LES BIOTECHNOLOGIES SAURONT-ELLES NOURRIR L’HUMANITÉ DU XXIÈME SIÈCLE?

Par Marie O’Neill

«1,5 millions de personnes souffrent de la faim dans le monde, à l’aube du XXIème siècle»[1]. Ces chiffres alarmants ne semblent vouloir souffler qu’un seul mot : agir et ce le plus rapidement et efficacement possible. C’est pourquoi, vers la fin du XIXème siècle, les biotechnologies ont fait leur apparition. La biotechnologie selon la définition de l’OCDE, est l’application des principes scientifiques et de l’ingénierie à la transformation de matériaux par des agents biologiques pour produire des biens et des services[2]. Elle est le résultat de l’inquiétude générale vis-à-vis des capacités de la planète à nourrir ses habitants. Les biotechnologies dans le domaine de la sécurité alimentaire sont souvent décrites comme «le miracle menant automatiquement à la voie du développement économique»[3]. Cependant ce petit bijoux de la science contemporaine est loin de faire l’unanimité et suscite aujourd’hui une grande polémique. Dans quelle mesure les biotechnologies peuvent-elles sauver l’humanité de demain? Quelles sont leurs avantages? Quelles sont leurs limites? Quelles sont les mesures mises en place dans le but de les encadrer et de circonscrire les dégâts déjà visibles aujourd’hui?

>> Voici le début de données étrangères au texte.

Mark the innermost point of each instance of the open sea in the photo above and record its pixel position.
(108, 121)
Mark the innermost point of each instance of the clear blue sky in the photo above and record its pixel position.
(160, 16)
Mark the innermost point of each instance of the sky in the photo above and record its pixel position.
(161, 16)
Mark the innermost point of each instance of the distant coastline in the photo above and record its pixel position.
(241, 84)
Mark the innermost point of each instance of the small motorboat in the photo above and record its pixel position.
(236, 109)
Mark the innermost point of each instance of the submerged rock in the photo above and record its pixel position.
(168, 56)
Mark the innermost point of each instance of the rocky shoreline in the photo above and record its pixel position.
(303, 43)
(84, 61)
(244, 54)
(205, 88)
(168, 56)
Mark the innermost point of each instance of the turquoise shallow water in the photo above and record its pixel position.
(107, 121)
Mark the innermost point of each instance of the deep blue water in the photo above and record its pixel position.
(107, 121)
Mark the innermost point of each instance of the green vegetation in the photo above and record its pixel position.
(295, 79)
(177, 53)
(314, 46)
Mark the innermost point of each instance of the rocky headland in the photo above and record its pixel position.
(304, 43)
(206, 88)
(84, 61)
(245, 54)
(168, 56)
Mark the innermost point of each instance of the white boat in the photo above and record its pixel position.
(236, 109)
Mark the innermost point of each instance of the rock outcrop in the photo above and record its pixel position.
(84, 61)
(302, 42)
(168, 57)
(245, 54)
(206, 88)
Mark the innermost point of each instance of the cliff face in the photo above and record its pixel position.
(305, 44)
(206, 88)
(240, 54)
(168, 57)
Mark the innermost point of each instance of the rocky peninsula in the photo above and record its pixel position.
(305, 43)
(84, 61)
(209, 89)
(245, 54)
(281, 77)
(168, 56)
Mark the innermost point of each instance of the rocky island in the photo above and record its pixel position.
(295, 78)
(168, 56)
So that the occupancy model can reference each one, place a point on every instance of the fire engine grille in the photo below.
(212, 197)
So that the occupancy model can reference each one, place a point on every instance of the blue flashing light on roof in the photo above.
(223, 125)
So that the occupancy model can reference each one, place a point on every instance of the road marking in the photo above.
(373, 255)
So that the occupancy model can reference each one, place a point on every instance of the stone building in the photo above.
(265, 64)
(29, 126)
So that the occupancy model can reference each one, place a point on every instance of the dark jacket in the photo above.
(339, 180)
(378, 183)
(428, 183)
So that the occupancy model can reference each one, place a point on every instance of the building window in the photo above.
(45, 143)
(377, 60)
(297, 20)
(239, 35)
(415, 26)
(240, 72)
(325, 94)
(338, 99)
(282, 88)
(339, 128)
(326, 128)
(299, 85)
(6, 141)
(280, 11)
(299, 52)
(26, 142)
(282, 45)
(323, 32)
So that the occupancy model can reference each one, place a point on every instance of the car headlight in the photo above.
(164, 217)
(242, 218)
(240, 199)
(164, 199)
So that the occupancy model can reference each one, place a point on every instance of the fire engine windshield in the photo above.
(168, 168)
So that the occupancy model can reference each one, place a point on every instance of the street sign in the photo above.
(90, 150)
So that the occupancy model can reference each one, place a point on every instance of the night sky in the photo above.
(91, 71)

La théorie constructiviste d’Arturo Escobar sur la déconstruction du développement rappelant, par exemple, les enjeux que soulève la surpopulation vis-à-vis de la sécurité alimentaire explique parfaitement l’apparition des biotechnologies. En effet, le constructivisme explique comment la hausse de la productivité via le développement des techniques agricoles ainsi que la coopération au niveau international sont des éléments essentiels à la résolution des problèmes de la faim dans le monde. De fait, les biotechnologies suscitent des questions et des réflexions ainsi que des prises de position à propos de l’évolution de la productivité des systèmes de production, sur les formes d’organisation de l’économie mondiale agricole ainsi que de la place des nouvelles technologies dans le concept de développement[4]. Car si la révolution verte et l’amélioration génétique des plantes cultivées engendre de nombreuses critiques en raison notamment de la fragilité des écosystèmes, on ne peut nier les effets positifs en terme d’hausse globale de la production agricole. Par exemple, en Inde : En 1965, on produisait douze millions de tonnes de blé sur quatorze millions d’hectares. En 1990, on en produit cinquante-cinq millions sur vingt-trois millions d’hectares. Pour avoir une idée de l’impact de la technologie sur la production agricole il faut savoir qu’avec les rendements qu’on obtenait en Inde en 1965, il aurait fallu cultiver plus de quarante millions d’hectares[5]. On observe donc que les biotechnologies apportent des améliorations concrètes dans le domaine agricole en plus de tous les autres domaines qui entrent dans les politiques de développement (santé, productions industrielles et énergies).  «Il faut reconnaitre le caractère indispensable de ces techniques pour nourrir l’humanité du XXIème siècle»[6].

blog2-photo1(photo1 :http://www.epo.org/aboutus/events/archive/2007/biotechnology/biotechnology.jpg)

Néanmoins, les dérives socio-économiques que les biotechnologies sont susceptibles d’engendrer inquiètent les agents du développement. De ce fait, elles se développent malencontreusement dans une structure cartellisée. Or cette cartellisation va provoquer une hausse notoire de la dépendance ainsi que de marginalisation des économies tiers-mondistes en créant un régime mondial désavantageux. De surcroît, l’égoïsme des Firmes Multinationales (FMN) l’emportera sur la sauvegarde de l’environnement, sur les politiques raisonnables de développement durable. L’échec du modèle agricole de la révolution verte qui aggrave la relation de dépendance des pays du Sud envers les pays du Nord va également fomenter la crise de la dette ainsi que la dégradation des systèmes de production.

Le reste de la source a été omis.